O deputado federal Nikolas Ferreira (PL-MG), um dos principais expoentes da direita brasileira nas redes sociais e voz influente entre setores conservadores do país, comemorou nesta quinta-feira (28) a decisão do governo dos Estados Unidos de incluir o Comando Vermelho (CV) e o Primeiro Comando da Capital (PCC) na lista de organizações narcoterroristas internacionais.
A medida foi oficializada pelo Departamento de Estado norte-americano, que anunciou o enquadramento das duas facções brasileiras nas categorias de “organizações terroristas estrangeiras” e “terroristas globais especialmente designados”. Segundo o governo dos Estados Unidos, a classificação passa a valer oficialmente a partir do dia 5 de junho e representa um endurecimento significativo da política americana de combate ao crime organizado transnacional.
A decisão foi recebida com entusiasmo por parlamentares ligados ao campo conservador brasileiro, especialmente integrantes do Partido Liberal (PL), legenda do ex-presidente Jair Bolsonaro. Em publicação nas redes sociais, Nikolas Ferreira afirmou que o reconhecimento internacional do caráter violento e estruturado das facções reforça aquilo que, segundo ele, “o Brasil já vive há décadas”: o avanço de organizações criminosas com forte poder territorial, financeiro e bélico.
O parlamentar mineiro também destacou que o enquadramento poderá ampliar mecanismos de cooperação internacional no combate ao tráfico de drogas, lavagem de dinheiro e financiamento de atividades criminosas ligadas às facções brasileiras. Nos bastidores, aliados da direita avaliam que a medida fortalece o discurso de endurecimento das políticas de segurança pública e pressão por ações mais rígidas contra o crime organizado no Brasil.
O anúncio do governo americano ocorre poucos dias após a visita do senador Flávio Bolsonaro (PL-RJ) à Casa Branca, em Washington. Durante a agenda oficial nos Estados Unidos, o filho do ex-presidente Jair Bolsonaro se reuniu com o presidente Donald Trump e integrantes da administração americana para discutir temas relacionados à segurança pública, cooperação internacional e combate às facções criminosas da América Latina.
Segundo interlocutores ligados ao senador, Flávio Bolsonaro defendeu junto às autoridades americanas que organizações criminosas brasileiras fossem reconhecidas formalmente como grupos terroristas internacionais, argumentando que o alcance operacional dessas facções já ultrapassa as fronteiras nacionais e afeta diretamente rotas internacionais de tráfico de drogas e armas.
A decisão do governo Trump é vista por analistas políticos e especialistas em segurança internacional como um marco simbólico e diplomático nas relações entre Brasil e Estados Unidos no enfrentamento ao crime organizado. O novo enquadramento poderá permitir sanções financeiras mais severas, bloqueio de ativos, restrições internacionais e ampliação da cooperação entre agências de inteligência e segurança.

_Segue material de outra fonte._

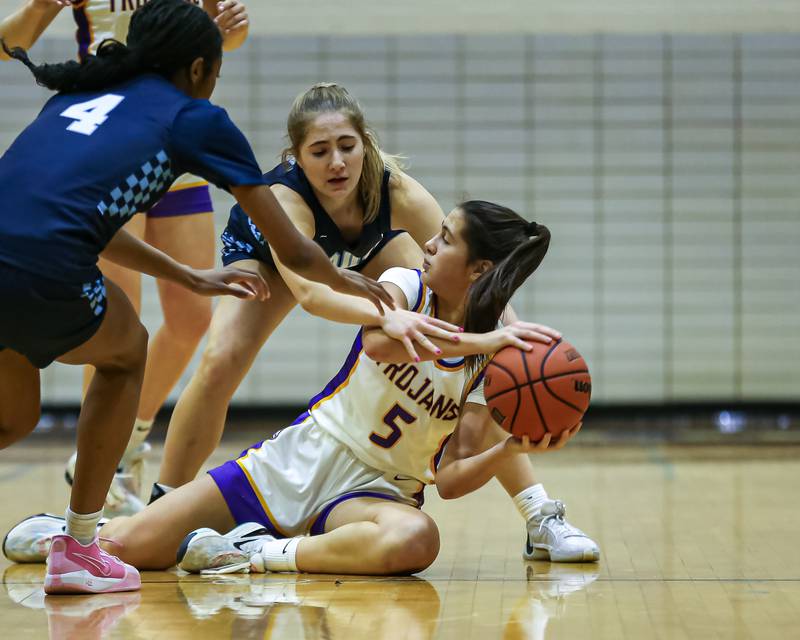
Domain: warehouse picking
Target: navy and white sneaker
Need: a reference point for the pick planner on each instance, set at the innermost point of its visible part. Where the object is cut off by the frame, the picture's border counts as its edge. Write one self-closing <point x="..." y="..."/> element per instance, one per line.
<point x="551" y="537"/>
<point x="210" y="552"/>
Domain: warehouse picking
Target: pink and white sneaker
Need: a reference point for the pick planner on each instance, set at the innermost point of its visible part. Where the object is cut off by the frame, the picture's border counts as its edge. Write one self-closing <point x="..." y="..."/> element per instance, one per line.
<point x="76" y="568"/>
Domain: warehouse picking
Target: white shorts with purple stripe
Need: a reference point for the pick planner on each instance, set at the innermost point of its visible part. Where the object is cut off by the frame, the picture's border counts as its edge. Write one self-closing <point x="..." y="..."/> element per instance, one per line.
<point x="291" y="482"/>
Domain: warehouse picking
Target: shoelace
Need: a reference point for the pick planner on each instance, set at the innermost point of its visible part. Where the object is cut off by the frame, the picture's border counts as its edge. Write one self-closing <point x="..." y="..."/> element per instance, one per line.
<point x="558" y="521"/>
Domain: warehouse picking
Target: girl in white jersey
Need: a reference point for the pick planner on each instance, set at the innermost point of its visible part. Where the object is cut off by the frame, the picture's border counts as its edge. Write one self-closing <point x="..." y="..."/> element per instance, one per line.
<point x="181" y="224"/>
<point x="350" y="471"/>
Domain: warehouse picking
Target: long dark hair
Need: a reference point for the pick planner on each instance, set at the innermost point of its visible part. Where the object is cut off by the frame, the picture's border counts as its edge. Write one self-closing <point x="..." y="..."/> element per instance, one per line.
<point x="164" y="37"/>
<point x="516" y="248"/>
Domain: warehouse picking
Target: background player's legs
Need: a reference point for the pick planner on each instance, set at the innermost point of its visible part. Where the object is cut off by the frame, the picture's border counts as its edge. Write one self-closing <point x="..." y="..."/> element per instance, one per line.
<point x="238" y="330"/>
<point x="371" y="536"/>
<point x="129" y="281"/>
<point x="117" y="351"/>
<point x="150" y="539"/>
<point x="19" y="397"/>
<point x="190" y="240"/>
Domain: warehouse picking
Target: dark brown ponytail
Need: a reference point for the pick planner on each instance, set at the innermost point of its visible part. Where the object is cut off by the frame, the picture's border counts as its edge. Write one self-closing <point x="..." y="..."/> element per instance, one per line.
<point x="515" y="246"/>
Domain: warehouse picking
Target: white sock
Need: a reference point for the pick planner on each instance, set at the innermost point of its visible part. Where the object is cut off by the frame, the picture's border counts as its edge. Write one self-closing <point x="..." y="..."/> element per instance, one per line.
<point x="529" y="500"/>
<point x="279" y="555"/>
<point x="82" y="526"/>
<point x="141" y="429"/>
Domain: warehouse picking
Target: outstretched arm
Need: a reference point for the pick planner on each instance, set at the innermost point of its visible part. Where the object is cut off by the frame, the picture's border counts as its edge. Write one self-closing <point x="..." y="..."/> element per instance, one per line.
<point x="23" y="27"/>
<point x="232" y="20"/>
<point x="299" y="253"/>
<point x="128" y="251"/>
<point x="321" y="301"/>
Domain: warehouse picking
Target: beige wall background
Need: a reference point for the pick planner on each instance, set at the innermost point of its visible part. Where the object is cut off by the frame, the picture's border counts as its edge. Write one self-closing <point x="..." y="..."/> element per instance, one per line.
<point x="505" y="16"/>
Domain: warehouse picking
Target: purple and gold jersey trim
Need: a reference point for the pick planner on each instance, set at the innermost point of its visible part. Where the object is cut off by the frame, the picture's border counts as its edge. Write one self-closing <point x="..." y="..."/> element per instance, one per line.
<point x="341" y="379"/>
<point x="184" y="201"/>
<point x="244" y="501"/>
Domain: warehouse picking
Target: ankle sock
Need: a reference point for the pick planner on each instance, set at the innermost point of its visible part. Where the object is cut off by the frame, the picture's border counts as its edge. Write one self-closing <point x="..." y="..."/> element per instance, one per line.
<point x="280" y="555"/>
<point x="528" y="501"/>
<point x="82" y="526"/>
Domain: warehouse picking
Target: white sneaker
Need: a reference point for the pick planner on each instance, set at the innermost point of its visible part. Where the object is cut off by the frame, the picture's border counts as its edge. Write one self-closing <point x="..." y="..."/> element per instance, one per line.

Criado no Rio de Janeiro na década de 1970, o Comando Vermelho consolidou sua atuação no tráfico de drogas e no controle territorial de comunidades cariocas, enquanto o PCC, surgido em São Paulo nos anos 1990, expandiu sua influência para diversos estados brasileiros e países da América do Sul, tornando-se uma das maiores organizações criminosas do continente.
Nos últimos anos, autoridades internacionais têm demonstrado crescente preocupação com a expansão das facções brasileiras para países vizinhos, sobretudo em regiões de fronteira utilizadas para tráfico internacional de drogas, armas e lavagem de dinheiro. Relatórios de inteligência apontam que tanto o PCC quanto o Comando Vermelho ampliaram conexões com cartéis estrangeiros e redes criminosas internacionais.
Até o momento, o governo brasileiro não se pronunciou oficialmente sobre a decisão anunciada pelos Estados Unidos. Integrantes da área diplomática avaliam que o tema deverá provocar debates jurídicos e políticos sobre soberania nacional, cooperação internacional e os impactos da classificação para investigações conduzidas no Brasil.
A nova medida do governo americano também repercutiu fortemente nas redes sociais e no meio político brasileiro, intensificando o debate sobre segurança pública, combate às facções criminosas e estratégias de enfrentamento ao crime organizado no país.